National Princess Week?

National Parks Week, National Library Week, Earth Day all worth recognizing, but National Princess Week? No way! Just what we need. The last week of April set aside to encourage princess dreams in girls. We laugh when a child says he or she wants to grow up to be a horse, but act like growing up to be a princess is a legitimate future goal.

Have you been to Disney lately? All the little and not so little girls dressed as princesses trying to enjoy a theme park in long dresses, with tiaras, and dress shoes. Not exactly the ideal apparel for Splash Mountain or the Grand Prix Raceway.
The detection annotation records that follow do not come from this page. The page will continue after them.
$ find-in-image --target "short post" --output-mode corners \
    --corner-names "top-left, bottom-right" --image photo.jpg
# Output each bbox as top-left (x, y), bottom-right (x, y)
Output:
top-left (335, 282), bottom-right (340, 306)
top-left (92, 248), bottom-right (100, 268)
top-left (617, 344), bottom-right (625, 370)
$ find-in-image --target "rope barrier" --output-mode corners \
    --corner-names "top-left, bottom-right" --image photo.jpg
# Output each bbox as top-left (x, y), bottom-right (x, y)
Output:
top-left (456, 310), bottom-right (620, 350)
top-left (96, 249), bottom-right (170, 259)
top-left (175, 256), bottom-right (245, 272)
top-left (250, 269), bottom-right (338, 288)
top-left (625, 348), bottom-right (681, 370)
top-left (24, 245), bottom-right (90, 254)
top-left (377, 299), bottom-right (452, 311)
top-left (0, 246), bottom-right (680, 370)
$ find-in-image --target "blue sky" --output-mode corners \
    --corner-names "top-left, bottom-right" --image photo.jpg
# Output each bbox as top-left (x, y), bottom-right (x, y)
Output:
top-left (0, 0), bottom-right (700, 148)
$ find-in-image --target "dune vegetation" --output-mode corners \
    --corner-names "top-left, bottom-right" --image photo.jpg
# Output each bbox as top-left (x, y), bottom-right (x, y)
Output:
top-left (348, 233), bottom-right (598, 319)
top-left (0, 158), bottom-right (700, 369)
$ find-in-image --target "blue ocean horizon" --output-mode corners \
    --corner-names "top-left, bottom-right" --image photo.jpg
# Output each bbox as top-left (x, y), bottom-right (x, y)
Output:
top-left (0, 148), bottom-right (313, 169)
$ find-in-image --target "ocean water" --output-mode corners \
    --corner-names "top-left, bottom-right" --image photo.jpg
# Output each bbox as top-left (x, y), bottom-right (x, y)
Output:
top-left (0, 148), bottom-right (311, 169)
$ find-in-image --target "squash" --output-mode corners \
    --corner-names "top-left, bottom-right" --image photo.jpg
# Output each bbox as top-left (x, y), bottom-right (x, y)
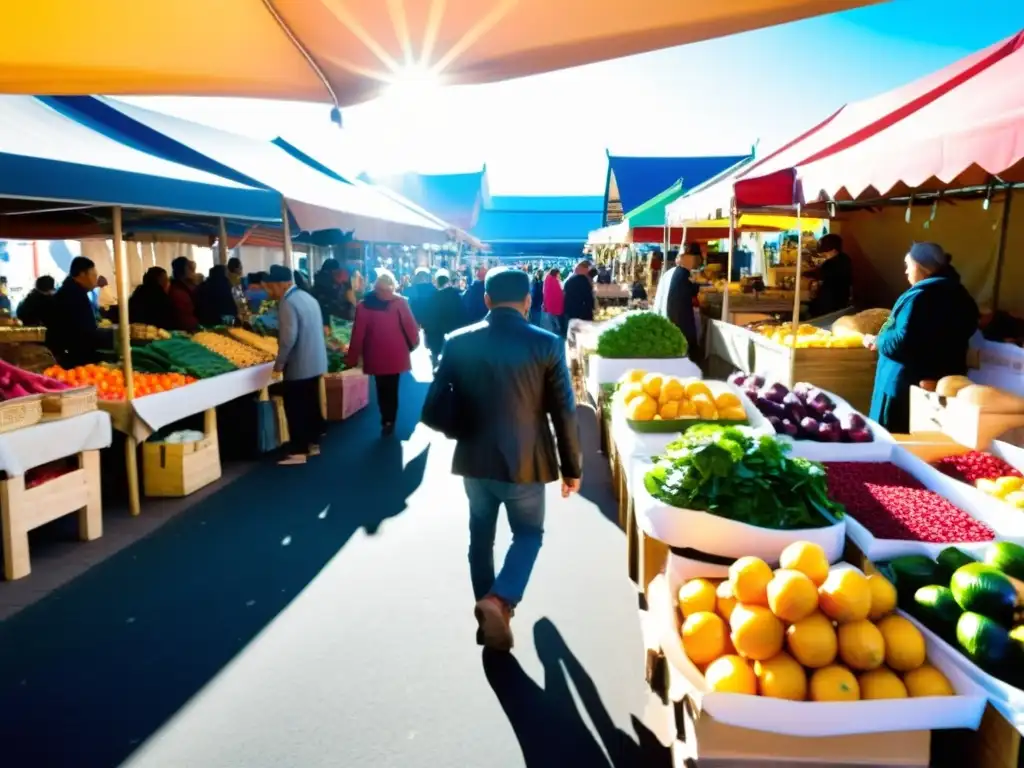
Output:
top-left (935, 376), bottom-right (974, 397)
top-left (950, 385), bottom-right (1024, 414)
I hate to think that anyone falls for this marketing gimmick by Disney and Target and the Julie Andrews Collection. I guess Julie Andrews is a natural spokeswoman for National Princess Week since she provided instruction on princess how to in the Princess Diaries, (a movie I enjoyed) but she seems to have taken this whole princess thing a bit too seriously. Writing numerous princess books, a princess app, and a list of 30 Ways to Celebrate National Princess Week. I wish she’d go back to Mary Poppins or Maria Von Trapp, strong women instead of the helpless princess characters.

Pink, a great color. Princess, a great character. But there’s so much more than pink and princess. Why not a little more balance? We definitely don’t need a week to celebrate princesses.

It may be time to revisit Not Just a Girl. Jaime C. Moore’s photographs remind us there are so many alternatives to the idea of princess for girls.




Not Just a Girl

Jaime C. Moore, a lifestyle photographer, posted the most incredible pictures of her five-year-old daughter, Emma, dressed as real women she can look up to and emulate. While most girls her age are dreaming of growing up to be a Disney princess, Ms. Moore’s pictures of her daughter are reminders of the important real life role models our daughters should admire.

With each picture is accompanied by an inspirational quote as well:

Susan B. Anthony

“…forget conventionalism; forget what the world thinks of you stepping out of your place; think your best thoughts, speak your best words, work your best works, looking to your own conscience for approval. I had rather…make history than write it. Failure is not possible.”

Coco Chanel

“In order to be irreplaceable one must always be different – life isn’t about finding yourself, it’s about creating yourself – a girl should be two things: who and what she wants.”

Amelia Earhart

“…now and then women should do for themselves what men have already done – occasionally what men have not done – thereby establishing themselves as persons, and perhaps encouraging other women toward greater independence of thought and action. Some such consideration was a contributing reason for my wanting to do so much what I wanted to do.”

Helen Keller

“Be of good cheer. Do not think of today’s failures, but of the success that may come tomorrow. You have set yourselves a difficult task, but you will succeed if you persevere; and you will find joy in overcoming obstacles. Remember, no effort that we make to attain something beautiful is ever lost. What I am looking for is not out there, it is in me.”

Jane Goodall

“My family has very strong women. My mother never laughed at my dream of Africa, even though everyone else did because we didn’t have any money, because Africa was the ‘Dark Continent’, and because I was a girl. -What you do makes a difference, and you have to decide what kind of difference you want to make.”

Check out the pictures of Emma side by side with Susan B. Anthony, Coco Chanel, Amelia Earhart, Helen Keller, and Jane Goodall.

Wouldn’t it be wonderful if a few of these women appeared at the door on Halloween along with Ariel, Belle, Jasmine, and all the other princesses trick-or-treating this year.